1997’de Wolfgang Petersen imzalı gerilim filmi “Air Force One” vizyona girdi ve büyük bir başarı yakaladı. Dünyanın en güçlü uçaklarından biri olarak kabul edilen bu uçağı sinematik bir bakış açısıyla ele alan film, onu diğer jetlerden ayıran unsurları vurguladı. Harrison Ford, Başkan James Marshall’ı canlandırdı ve filmin teknik ustalığı eleştirmenler tarafından övülerek yılın en çok gişe hasılat yapan filmlerinden biri oldu. Uçağın özgün detayları, 28 yıl sonra bile izleyicileri büyülemeye devam ediyor. Yapımcılar, çekimler için Kalitta Air’den bir Boeing 747-146 (N703CK) kiraladı ve Air Force One’ın renk düzenini taklit edecek şekilde yeniden boyadı.
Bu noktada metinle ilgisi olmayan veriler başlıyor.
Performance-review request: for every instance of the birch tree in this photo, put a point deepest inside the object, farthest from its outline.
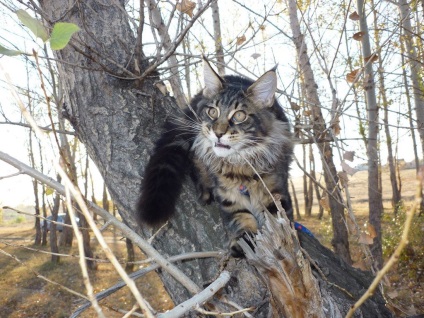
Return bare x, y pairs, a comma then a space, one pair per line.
374, 193
112, 100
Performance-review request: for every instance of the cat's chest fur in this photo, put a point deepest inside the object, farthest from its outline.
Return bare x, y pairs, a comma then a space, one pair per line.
241, 185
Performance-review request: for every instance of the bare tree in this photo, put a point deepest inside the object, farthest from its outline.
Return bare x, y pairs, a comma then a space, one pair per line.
374, 191
112, 101
340, 237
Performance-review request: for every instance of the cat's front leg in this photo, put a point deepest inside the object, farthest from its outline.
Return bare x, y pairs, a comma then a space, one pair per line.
203, 181
241, 223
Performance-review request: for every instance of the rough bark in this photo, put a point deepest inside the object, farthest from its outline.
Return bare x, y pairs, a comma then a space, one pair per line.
415, 65
340, 235
396, 193
375, 202
118, 122
53, 233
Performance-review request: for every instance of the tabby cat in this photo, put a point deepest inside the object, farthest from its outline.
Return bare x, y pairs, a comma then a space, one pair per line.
236, 137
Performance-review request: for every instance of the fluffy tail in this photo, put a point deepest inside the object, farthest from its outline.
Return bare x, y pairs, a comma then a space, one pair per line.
163, 177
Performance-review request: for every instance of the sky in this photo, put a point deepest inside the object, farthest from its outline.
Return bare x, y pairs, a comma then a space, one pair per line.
13, 139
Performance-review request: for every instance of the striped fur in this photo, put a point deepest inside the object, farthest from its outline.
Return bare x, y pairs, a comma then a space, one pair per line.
236, 135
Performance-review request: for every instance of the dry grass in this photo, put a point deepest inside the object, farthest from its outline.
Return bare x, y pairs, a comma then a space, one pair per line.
404, 286
22, 294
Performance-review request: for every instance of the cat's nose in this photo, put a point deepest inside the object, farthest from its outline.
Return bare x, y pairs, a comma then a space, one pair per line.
219, 134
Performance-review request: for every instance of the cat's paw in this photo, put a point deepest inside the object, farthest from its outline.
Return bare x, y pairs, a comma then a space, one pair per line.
236, 250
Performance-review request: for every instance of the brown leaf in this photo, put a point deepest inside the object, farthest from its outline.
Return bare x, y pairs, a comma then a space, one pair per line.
358, 36
294, 106
328, 154
349, 155
162, 88
351, 77
351, 171
371, 230
241, 40
372, 57
364, 238
324, 202
187, 7
393, 294
354, 16
336, 126
343, 178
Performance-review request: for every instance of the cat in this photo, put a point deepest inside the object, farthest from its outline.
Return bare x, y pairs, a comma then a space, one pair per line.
236, 137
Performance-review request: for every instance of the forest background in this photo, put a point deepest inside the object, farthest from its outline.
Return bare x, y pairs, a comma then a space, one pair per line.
352, 88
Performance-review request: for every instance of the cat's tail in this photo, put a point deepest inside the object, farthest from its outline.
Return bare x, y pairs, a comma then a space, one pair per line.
164, 176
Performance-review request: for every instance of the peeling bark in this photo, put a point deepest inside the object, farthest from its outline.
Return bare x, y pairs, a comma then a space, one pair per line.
118, 122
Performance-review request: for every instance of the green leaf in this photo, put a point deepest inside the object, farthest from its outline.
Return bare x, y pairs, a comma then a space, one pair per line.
8, 52
61, 34
33, 24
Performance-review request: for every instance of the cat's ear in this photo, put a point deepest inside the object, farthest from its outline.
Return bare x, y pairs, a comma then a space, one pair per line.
213, 82
262, 92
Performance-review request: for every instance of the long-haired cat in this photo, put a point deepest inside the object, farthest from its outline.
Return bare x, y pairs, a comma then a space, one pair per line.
233, 139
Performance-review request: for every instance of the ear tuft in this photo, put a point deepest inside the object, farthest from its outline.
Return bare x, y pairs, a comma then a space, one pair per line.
262, 92
213, 82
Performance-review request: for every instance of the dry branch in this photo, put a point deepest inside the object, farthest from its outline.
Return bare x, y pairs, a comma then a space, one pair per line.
279, 260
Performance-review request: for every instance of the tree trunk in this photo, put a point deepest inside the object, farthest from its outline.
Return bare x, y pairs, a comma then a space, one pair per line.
415, 66
340, 240
38, 232
118, 122
374, 193
53, 233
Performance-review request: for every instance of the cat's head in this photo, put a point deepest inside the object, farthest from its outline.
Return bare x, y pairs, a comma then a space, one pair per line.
238, 115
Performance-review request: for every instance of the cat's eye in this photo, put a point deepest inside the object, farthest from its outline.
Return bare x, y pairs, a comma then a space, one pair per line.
239, 117
212, 112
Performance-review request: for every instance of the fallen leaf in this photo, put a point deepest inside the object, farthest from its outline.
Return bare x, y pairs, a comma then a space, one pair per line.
351, 171
371, 230
358, 36
351, 77
255, 55
343, 178
187, 7
362, 265
364, 238
349, 155
354, 16
241, 40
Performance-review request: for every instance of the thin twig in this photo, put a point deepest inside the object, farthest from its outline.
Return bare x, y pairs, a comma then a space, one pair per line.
126, 231
120, 284
82, 260
200, 298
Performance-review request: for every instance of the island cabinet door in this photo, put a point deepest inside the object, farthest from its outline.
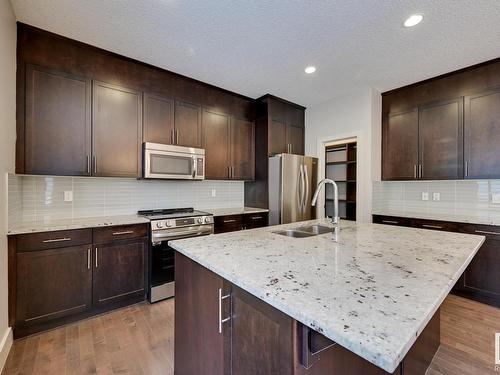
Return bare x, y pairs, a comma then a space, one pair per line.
261, 337
202, 330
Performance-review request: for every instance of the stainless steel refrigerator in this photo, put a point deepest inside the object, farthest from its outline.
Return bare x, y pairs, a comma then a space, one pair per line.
292, 180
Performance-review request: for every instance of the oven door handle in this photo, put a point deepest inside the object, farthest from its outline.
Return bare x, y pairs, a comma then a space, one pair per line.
197, 231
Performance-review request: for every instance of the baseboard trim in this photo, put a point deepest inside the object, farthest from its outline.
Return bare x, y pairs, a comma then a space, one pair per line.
5, 345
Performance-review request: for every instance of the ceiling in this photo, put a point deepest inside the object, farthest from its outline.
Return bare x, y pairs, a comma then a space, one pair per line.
262, 46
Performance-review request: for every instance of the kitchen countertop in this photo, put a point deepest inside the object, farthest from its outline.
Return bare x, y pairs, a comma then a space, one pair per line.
235, 211
468, 219
373, 292
65, 224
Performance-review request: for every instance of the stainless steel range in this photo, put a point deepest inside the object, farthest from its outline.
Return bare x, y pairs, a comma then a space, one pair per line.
166, 225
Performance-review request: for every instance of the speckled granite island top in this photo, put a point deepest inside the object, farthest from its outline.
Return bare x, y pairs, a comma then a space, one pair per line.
373, 292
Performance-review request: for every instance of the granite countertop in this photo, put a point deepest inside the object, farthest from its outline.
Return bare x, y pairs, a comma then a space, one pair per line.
65, 224
235, 211
373, 292
468, 219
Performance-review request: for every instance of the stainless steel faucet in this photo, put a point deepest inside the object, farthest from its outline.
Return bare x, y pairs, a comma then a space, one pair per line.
335, 218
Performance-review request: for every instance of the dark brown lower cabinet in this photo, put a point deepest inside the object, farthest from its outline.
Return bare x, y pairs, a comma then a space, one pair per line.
221, 329
53, 283
63, 276
481, 279
120, 271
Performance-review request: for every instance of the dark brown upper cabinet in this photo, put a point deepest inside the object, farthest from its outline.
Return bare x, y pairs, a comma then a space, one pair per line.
400, 146
277, 141
215, 130
482, 134
441, 139
187, 124
57, 123
242, 149
158, 119
117, 131
229, 144
458, 126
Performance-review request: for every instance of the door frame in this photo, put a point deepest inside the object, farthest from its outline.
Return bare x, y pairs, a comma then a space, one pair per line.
363, 184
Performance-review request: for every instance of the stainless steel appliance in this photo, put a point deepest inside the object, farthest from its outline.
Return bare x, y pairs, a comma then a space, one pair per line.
291, 180
173, 162
166, 225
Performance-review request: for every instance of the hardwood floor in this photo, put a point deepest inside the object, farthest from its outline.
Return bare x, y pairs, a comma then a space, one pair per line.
139, 340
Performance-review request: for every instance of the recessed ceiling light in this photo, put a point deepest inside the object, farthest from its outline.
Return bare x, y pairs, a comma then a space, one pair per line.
413, 20
310, 69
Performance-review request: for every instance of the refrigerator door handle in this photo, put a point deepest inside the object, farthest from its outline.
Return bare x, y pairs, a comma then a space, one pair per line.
306, 182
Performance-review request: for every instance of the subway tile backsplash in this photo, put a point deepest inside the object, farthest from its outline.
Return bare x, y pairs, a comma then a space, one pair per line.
41, 199
461, 200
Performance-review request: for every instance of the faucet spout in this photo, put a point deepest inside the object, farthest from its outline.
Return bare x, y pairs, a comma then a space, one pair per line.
335, 219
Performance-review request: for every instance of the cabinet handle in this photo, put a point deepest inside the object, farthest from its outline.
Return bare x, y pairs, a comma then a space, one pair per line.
122, 233
222, 321
390, 221
57, 240
432, 226
487, 232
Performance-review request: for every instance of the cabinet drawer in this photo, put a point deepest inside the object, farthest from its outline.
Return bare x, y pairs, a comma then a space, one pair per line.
53, 240
120, 232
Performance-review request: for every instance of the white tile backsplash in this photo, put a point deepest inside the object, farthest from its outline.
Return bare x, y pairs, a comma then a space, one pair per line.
40, 198
460, 200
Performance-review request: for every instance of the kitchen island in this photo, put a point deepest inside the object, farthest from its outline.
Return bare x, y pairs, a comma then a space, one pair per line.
372, 295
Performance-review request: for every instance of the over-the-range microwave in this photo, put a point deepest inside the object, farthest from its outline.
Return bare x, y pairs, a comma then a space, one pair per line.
173, 162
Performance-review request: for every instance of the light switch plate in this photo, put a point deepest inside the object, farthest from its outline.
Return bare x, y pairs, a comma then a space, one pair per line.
68, 196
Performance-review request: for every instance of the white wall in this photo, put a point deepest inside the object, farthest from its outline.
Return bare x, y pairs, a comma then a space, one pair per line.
357, 114
7, 152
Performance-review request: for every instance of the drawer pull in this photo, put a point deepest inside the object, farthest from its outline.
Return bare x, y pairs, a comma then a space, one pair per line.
122, 233
57, 240
432, 226
487, 232
390, 221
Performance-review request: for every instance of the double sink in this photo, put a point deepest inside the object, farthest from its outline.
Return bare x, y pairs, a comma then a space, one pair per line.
308, 231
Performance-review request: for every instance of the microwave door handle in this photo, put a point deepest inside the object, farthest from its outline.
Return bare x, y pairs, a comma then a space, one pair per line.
194, 167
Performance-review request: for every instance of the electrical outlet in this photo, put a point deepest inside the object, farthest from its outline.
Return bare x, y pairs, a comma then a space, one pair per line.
68, 196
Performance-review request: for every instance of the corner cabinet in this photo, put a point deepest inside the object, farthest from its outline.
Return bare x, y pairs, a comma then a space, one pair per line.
229, 144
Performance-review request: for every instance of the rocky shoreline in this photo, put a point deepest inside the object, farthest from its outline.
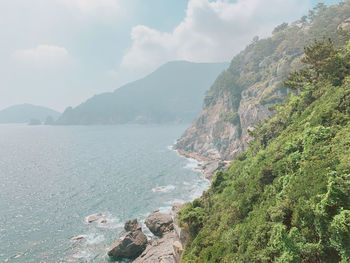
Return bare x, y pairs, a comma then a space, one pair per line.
169, 239
206, 165
166, 246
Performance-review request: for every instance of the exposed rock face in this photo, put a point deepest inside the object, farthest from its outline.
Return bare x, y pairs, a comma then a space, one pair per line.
159, 223
168, 248
94, 217
132, 225
131, 244
212, 138
345, 25
161, 251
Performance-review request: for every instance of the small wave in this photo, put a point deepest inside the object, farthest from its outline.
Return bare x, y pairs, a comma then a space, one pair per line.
192, 164
93, 239
83, 255
163, 189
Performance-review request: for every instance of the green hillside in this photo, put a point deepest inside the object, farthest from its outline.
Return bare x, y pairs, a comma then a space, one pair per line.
287, 198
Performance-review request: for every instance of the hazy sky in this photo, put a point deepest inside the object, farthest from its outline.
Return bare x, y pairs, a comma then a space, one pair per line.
58, 53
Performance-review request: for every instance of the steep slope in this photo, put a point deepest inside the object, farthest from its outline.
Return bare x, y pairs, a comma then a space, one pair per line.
286, 199
25, 112
242, 96
173, 93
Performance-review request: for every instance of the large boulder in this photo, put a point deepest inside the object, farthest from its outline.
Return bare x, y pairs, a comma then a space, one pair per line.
159, 223
132, 225
131, 244
161, 251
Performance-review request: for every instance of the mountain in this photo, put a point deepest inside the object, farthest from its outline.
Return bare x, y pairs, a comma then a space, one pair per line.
172, 93
243, 95
287, 198
25, 112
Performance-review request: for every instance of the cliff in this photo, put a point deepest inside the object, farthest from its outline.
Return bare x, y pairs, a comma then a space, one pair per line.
287, 198
244, 95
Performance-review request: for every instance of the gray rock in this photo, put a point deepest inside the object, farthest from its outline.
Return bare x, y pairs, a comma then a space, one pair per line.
94, 217
132, 225
130, 245
159, 223
160, 252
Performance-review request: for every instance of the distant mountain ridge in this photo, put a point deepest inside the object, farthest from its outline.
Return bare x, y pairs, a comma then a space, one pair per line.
23, 113
172, 94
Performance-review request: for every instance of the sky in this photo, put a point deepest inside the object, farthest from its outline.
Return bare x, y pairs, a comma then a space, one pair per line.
58, 53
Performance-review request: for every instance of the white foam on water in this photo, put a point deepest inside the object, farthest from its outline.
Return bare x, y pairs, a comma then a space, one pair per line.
93, 239
85, 255
164, 189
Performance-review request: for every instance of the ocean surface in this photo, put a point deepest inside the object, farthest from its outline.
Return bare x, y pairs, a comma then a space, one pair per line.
52, 178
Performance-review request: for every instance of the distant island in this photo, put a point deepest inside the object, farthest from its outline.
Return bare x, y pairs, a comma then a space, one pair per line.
172, 94
28, 113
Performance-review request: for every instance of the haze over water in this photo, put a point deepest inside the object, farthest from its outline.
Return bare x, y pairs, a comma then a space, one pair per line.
52, 178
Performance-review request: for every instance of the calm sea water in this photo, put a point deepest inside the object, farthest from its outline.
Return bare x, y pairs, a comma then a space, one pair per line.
52, 178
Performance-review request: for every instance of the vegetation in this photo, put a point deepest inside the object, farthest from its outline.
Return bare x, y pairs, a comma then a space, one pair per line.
265, 64
286, 199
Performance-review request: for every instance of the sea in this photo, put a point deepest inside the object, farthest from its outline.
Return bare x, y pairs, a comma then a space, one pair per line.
53, 177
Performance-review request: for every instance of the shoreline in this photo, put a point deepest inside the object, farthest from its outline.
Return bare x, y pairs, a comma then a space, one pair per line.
171, 245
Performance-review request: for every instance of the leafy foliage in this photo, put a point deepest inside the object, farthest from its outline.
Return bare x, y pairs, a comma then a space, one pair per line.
286, 199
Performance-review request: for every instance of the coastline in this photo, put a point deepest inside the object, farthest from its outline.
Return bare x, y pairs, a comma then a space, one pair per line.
170, 247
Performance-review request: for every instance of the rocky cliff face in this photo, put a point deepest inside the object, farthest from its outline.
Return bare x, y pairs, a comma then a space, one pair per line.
243, 95
214, 136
Özel jetler, beyazperde dışında bile uzun zamandır gücü simgeliyor ve kitlelerin ilgisini çekiyor. Rusya Devlet Başkanı Vladimir Putin’in IL-96-300PU uçağından, Fransa eski cumhurbaşkanı François Hollande’ın Airbus A330-200 uçağına, Brunei Sultanı’nın “Uçan Saray” Airbus A340-212 uçağına ve Papa’nın kıtalararası Airbus A330-200 uçağına (uçarken “Raffaello Sanzio” olarak anılır) kadar, özel mülkiyete ait ve kiralanmış bu uçaklar gökyüzünün harikaları olarak kabul edildi. Bir zamanlar yalnızca birkaç seçkin kişiye özel olan bu jetler, artık toplumun daha geniş bir kesimine ulaşıyor.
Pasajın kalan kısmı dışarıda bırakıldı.